Rohen Harrichandparsad - Senior Doctor, Department of Neurosurgery,, Inkosi Albert Luthuli Central Hospital; Lelika Lazarus - Professor, Clinical Anatomy, University of KwaZulu-Natal; Thajasvarie Naicker - Professor, Discipline of Optics & Imaging, Doris Duke Medical Research Institute, University of KwaZulu-Natal

Abstract Body : Background: Traumatic brain injury (TBI) occurs as a result of a severe head injury caused by an external force during a vehicle accident, fall, domestic violence, or explosion. The existing data shows that approximately 69 million individuals per year are projected to sustain TBI worldwide. In sub-Saharan Africa, the prevalence of TBI is 150–170 per 100 000 individuals. It is estimated that by the year 2050, the TBI prevalence in Africa will increase to 14.25±0.75 million due to increased urbanization. TBI is evaluated and classified clinically according to the Glasgow Coma Scale (GCS), associated with Computed Tomography (CT) and Magnetic Resonance Imaging (MRI). However, there are many limitations associated with GCS. Therefore, the aim of this study was to investigate the role of serum S100 calcium-binding protein B (S100B) and Glial Fibrillary Acidic Protein (GFAP) as potential biomarkers for detection and diagnosis for human TBI.

This pilot study utilized purposive sampling of serum fluid of 78 adult patients with moderate to severe TBI. The S100B and GFAP concentrations were determined by multiplex immunoassay technique (ELISA) following the manufacturer's instructions. The data generated were subjected to statistical analysis using a one-way analysis of variance and Dunn's multiple comparisons post hoc tests using Graph pad prism software version 9.00. The results obtained were expressed as mean ± standard error of the mean at P< 0.05.

There were no significance differences (P < 0.2162) between the serum concentrations of S100B protein in the moderate TBI compared with control.

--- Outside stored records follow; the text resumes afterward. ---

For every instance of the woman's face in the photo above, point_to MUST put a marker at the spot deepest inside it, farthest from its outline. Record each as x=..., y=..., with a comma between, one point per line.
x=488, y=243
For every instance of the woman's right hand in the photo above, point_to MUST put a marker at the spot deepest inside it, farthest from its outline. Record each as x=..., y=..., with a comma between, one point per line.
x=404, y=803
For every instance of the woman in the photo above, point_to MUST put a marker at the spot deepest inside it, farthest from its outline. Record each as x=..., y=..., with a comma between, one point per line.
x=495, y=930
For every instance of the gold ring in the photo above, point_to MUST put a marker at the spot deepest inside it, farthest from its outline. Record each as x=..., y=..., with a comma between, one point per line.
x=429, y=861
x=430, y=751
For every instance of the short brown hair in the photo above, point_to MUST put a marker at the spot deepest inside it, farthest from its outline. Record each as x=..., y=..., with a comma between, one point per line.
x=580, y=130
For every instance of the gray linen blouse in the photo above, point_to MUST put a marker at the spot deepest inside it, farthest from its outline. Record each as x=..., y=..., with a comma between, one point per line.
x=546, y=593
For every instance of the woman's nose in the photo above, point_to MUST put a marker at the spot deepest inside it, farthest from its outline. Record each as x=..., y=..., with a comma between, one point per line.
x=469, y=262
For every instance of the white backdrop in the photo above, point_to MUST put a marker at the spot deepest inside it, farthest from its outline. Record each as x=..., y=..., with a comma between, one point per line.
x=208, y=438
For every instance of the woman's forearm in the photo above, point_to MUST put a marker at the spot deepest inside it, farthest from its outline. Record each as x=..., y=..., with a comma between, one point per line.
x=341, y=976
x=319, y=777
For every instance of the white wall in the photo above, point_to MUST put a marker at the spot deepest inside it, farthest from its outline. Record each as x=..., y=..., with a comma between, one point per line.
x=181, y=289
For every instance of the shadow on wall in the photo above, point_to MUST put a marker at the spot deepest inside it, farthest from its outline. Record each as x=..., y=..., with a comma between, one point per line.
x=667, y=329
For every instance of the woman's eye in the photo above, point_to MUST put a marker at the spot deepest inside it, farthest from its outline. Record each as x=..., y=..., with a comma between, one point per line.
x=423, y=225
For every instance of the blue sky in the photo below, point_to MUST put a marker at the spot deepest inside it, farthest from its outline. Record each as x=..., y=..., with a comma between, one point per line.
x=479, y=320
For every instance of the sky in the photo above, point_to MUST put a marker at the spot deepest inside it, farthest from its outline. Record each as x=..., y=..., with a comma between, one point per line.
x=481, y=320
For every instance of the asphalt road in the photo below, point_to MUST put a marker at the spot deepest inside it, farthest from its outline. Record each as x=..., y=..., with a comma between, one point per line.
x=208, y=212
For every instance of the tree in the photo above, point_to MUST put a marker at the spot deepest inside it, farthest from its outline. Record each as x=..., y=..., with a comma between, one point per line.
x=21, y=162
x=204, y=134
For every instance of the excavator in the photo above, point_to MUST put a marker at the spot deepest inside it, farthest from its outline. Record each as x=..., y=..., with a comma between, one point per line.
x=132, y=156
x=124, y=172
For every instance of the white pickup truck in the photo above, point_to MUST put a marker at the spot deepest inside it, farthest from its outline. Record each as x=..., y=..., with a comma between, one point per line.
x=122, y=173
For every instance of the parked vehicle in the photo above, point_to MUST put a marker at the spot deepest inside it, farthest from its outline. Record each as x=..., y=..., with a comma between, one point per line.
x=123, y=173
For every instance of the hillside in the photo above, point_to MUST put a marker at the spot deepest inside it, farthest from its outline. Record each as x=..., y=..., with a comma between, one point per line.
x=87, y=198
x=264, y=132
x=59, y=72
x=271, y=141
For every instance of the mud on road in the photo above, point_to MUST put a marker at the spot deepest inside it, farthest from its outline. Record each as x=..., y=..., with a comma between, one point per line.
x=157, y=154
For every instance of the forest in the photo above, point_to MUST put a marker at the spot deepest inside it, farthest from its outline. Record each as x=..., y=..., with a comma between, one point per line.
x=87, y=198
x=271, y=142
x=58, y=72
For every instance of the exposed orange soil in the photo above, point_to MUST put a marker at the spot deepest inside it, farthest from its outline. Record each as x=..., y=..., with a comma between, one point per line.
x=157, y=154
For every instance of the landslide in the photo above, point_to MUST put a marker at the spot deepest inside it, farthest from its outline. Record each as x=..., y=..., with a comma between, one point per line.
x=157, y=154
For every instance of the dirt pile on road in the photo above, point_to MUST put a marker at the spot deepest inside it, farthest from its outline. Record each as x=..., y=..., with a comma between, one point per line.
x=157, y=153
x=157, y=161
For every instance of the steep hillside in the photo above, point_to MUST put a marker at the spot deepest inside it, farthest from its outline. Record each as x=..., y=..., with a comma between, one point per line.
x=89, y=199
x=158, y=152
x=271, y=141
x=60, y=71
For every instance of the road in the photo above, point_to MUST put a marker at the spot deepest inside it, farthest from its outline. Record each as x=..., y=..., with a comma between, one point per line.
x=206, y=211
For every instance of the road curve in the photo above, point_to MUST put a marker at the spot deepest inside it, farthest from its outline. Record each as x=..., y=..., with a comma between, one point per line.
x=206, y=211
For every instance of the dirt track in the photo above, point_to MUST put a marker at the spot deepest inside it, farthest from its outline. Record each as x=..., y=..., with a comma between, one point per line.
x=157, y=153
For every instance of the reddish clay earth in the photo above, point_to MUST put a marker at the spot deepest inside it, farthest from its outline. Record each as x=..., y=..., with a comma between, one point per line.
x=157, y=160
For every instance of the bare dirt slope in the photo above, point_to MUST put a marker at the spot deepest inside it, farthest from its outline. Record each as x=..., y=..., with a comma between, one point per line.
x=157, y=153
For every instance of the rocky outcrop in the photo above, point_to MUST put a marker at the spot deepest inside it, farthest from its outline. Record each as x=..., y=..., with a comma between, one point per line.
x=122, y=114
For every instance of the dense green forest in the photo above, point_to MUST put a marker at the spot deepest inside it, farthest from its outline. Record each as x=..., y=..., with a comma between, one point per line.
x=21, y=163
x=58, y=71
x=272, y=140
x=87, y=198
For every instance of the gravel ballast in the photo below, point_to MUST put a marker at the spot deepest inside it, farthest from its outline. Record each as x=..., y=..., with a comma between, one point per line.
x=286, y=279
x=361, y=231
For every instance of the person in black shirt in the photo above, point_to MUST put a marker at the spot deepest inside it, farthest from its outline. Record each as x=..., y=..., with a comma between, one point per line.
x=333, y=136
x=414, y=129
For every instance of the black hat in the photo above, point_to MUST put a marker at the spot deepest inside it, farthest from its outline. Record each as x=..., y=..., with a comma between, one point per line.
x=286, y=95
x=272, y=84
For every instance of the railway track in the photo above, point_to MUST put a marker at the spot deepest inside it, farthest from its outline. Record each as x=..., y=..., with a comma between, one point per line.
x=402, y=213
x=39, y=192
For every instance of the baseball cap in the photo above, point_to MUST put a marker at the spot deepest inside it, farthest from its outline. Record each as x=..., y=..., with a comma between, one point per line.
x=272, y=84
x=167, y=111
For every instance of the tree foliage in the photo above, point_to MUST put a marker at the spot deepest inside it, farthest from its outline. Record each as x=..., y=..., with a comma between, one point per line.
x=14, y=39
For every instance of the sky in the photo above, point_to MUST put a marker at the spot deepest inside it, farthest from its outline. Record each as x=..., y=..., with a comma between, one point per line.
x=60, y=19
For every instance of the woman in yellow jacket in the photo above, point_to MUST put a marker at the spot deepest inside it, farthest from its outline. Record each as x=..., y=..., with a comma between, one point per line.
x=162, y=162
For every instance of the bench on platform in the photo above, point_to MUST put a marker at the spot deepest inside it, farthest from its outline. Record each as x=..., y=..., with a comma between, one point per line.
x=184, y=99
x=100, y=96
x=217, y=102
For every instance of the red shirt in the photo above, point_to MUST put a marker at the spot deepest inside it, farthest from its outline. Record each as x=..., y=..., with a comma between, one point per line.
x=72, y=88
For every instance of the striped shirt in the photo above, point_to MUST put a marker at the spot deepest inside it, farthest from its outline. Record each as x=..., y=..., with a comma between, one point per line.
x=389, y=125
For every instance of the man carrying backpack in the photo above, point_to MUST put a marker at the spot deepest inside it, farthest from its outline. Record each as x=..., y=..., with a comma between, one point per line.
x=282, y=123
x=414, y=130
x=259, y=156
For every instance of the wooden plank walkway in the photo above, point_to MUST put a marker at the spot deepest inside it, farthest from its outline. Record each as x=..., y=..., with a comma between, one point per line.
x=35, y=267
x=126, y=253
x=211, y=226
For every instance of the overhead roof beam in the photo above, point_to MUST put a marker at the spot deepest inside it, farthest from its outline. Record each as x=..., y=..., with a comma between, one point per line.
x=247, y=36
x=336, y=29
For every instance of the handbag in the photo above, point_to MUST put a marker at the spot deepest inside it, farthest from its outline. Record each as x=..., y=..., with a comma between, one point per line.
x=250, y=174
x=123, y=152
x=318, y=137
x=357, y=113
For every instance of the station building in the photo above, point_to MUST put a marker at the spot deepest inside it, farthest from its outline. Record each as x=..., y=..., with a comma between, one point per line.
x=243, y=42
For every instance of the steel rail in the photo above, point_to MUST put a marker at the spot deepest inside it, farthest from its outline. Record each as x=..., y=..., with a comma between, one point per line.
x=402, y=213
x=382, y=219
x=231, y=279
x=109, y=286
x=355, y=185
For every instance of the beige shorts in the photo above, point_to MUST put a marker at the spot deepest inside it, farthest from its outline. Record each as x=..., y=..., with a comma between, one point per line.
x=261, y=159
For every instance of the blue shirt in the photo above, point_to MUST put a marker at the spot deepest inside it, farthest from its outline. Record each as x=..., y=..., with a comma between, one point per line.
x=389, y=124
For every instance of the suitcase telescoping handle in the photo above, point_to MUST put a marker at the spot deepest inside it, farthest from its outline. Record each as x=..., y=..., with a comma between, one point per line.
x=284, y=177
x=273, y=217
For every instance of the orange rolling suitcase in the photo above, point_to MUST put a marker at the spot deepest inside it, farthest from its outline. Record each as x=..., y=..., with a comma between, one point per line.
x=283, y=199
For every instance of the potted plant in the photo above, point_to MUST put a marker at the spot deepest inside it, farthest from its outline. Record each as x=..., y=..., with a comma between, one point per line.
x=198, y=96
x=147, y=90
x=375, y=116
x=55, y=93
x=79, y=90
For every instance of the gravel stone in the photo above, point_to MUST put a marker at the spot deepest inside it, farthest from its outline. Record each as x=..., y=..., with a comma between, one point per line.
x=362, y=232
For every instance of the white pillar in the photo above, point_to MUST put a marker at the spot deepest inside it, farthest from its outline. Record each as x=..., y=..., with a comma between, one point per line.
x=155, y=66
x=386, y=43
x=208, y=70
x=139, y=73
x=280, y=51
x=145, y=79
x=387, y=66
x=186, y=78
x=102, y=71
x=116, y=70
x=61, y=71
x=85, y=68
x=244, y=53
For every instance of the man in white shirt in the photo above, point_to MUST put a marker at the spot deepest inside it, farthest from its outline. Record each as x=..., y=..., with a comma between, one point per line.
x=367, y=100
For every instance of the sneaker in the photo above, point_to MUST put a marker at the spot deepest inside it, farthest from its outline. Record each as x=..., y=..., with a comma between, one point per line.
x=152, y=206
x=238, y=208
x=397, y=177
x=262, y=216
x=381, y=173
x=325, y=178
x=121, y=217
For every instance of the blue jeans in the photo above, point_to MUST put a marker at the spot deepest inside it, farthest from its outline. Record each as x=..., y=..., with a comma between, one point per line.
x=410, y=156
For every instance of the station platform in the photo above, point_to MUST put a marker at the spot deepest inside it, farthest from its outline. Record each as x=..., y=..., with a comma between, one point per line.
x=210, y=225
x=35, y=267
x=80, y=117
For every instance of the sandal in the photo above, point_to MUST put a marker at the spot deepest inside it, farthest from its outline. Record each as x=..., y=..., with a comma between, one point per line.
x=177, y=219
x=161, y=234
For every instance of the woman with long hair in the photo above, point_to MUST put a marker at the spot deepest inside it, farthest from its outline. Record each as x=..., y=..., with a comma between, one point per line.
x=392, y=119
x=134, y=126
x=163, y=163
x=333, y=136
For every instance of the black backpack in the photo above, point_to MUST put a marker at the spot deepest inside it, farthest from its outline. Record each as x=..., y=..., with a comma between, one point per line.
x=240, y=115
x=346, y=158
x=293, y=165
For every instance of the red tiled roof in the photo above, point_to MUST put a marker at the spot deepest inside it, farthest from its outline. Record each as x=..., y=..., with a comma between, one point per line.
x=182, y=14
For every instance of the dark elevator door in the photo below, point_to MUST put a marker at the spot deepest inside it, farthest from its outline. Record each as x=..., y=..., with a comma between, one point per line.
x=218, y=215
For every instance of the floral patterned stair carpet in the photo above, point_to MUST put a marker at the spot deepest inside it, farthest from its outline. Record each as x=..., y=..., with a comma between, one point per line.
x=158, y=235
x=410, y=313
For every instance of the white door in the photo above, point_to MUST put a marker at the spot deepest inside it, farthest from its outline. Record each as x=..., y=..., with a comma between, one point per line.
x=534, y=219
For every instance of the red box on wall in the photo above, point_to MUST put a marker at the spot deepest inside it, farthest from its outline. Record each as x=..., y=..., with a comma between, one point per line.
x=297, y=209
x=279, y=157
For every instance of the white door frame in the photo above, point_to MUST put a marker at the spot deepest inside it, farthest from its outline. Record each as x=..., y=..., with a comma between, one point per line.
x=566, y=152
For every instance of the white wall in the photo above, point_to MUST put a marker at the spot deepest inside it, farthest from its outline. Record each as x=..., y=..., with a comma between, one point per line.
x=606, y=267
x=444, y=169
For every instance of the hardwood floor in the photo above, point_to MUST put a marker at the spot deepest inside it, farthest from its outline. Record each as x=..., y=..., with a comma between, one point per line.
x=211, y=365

However, a significant increase in the serum concentration of S100B protein was observed in the severe TBI compared with the control (P< 0.0002) and moderate (P< 0.0011) TBI. The serum concentrations of GFAP proteins were significantly increased in the moderate (p< 0.0015) and severe (p< 0.0083) categories of TBI as opposed to the control. However, there was no significance difference (p< 0.9999) between the serum concentrations of moderate and severe TBI categories.

This finding confirms that the significant increased concentration of S100B and GFAP proteins increase the severity and worsen the progression of TBI. Hence, S100B and GFAP can be utilized as biomarkers for better prediction of severity and progression of TBI from moderate to severe categories, combination of these two biomarkers and the current GCS system may provide better diagnostic results.